In response, Conservative Minister for Health, Edward Argar, claimed: “There have always been key elements of the NHS that have involved private providers, voluntary sector providers and so on. What is instructive is the extent to which that was accelerated when the Labour party were in power.” He finished by making what to many, particularly those working in the NHS, will appear a ludicrous claim: “We remain the party of our NHS; we will give it the support it needs—as we always have done.

Serious staff shortages

As the debate was taking place, senior medical staff from Brighton and Sussex University Hospitals Trust have written to their Chief Executive saying, “We are devastated to report that the care we aspire to is not being provided at UHS… We are forced to contemplate that it is not safe to be open as a trauma tertiary centre and we feel elective activity must be proactively diverted elsewhere.

They go on to say, ““Clinical safety issues, gross operational inefficiencies and burnout within our remaining depleted staff groups” is leading to delays in “treatment of time critical emergency or trauma cases. This is an extremely unsafe situation and is preventing us from providing a safe trauma and tertiary vascular service”.

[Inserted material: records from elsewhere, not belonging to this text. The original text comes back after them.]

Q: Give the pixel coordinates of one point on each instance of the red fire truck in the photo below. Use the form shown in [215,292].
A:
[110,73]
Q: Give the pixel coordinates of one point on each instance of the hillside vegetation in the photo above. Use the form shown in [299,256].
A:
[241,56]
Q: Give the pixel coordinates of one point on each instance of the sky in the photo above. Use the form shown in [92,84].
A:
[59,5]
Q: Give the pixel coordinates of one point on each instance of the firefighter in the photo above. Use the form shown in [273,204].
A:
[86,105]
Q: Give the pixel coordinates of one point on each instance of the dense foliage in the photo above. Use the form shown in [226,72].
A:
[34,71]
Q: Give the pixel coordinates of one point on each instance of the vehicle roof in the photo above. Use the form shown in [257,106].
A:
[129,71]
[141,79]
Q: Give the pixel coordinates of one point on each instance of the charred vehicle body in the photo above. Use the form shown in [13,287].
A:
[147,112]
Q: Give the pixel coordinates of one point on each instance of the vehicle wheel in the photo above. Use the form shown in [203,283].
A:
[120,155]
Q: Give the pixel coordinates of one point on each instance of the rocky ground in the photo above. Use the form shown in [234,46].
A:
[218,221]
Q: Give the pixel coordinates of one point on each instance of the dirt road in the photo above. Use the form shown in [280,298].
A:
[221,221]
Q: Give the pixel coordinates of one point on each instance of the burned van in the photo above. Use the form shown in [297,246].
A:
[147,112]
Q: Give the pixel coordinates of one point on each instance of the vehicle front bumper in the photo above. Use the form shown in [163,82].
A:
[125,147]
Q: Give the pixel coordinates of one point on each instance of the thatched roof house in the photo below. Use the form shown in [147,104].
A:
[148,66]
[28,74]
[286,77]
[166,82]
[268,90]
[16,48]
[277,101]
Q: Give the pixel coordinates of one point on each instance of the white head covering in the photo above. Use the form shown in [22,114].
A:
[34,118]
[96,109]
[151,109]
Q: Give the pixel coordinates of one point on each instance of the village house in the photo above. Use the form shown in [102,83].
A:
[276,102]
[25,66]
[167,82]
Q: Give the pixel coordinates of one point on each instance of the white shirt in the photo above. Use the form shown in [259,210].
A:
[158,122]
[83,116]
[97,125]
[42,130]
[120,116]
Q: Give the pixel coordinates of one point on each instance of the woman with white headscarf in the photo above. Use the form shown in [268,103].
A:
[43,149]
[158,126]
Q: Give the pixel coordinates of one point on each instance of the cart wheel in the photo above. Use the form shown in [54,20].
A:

Meanwhile Twitter user @NHSActivistRN reported yesterday: “Due to service demands ICU and critical care nurses in certain areas of Scotland are working short-handed. Therefore some shifts are having to work through rest breaks.” Staff are being placed under an incredible strain without further disruption caused by an unnecessary and costly restructuring. The only winners will be the private consultancies brought in to help the carve up and private providers to whom most of the cash will inevitably flow. Brighton MP Lloyd Russell Moyle  estimates that  around 40% of intensive care and theatre nurses are suffering with post-traumatic stress or depression.

Major reorganisation

The Health and Social Care Bill will mean a major restructuring of the NHS in England. Mike Sivier of Vox Political Online outlines the major issues with the Bill. They include the following:

  • Services will be cut or rationed and the NHS will become an unregulated market for healthcare firms.
  • The Bill will break the NHS into 42 separate ‘Integrated Care Systems’ (ICS), each with its own – tight – budget that could lead to cuts in care.
  • These new organisations would be open to the private sector – and the removal of competitive tendering means contracts could be handed straight to asset-stripping profiteers. Already, 200 firms are connected to the new ICS structure, including at least 30 US-based health insurance companies.
  • Companies could be given access to confidential patient information.
  • More patient care will be given by less-qualified staff who are cheaper.
  • Non-urgent referrals to hospital may be delayed or refused because of pressure to make savings.
  • A drive towards cash-saving digital services means face-to-face GP appointments may end.
  • The long-awaited overhaul of the care system may end up being a demand on already overworked family carers to take on more unpaid work as unprofitable community services are stripped away altogether.

Whilst the petition to halt the reorganisation has managed just over 15,000 signatures, nurses throughout England are being forced to consider strike action to support their pay claims. The Tories’ claims to be protectors of the NHS are highly likely to be proven false. It is now the Tories’ first recourse when questioned to lie. They are usually supported in this by a compliant mass media, who, as MediaLens points out in an excellent review, are little more than Government spin doctors.

Socialists must continue to support NHS workers and continue to work to bring these issues to a public that is being increasingly misled about what is going on under their noses.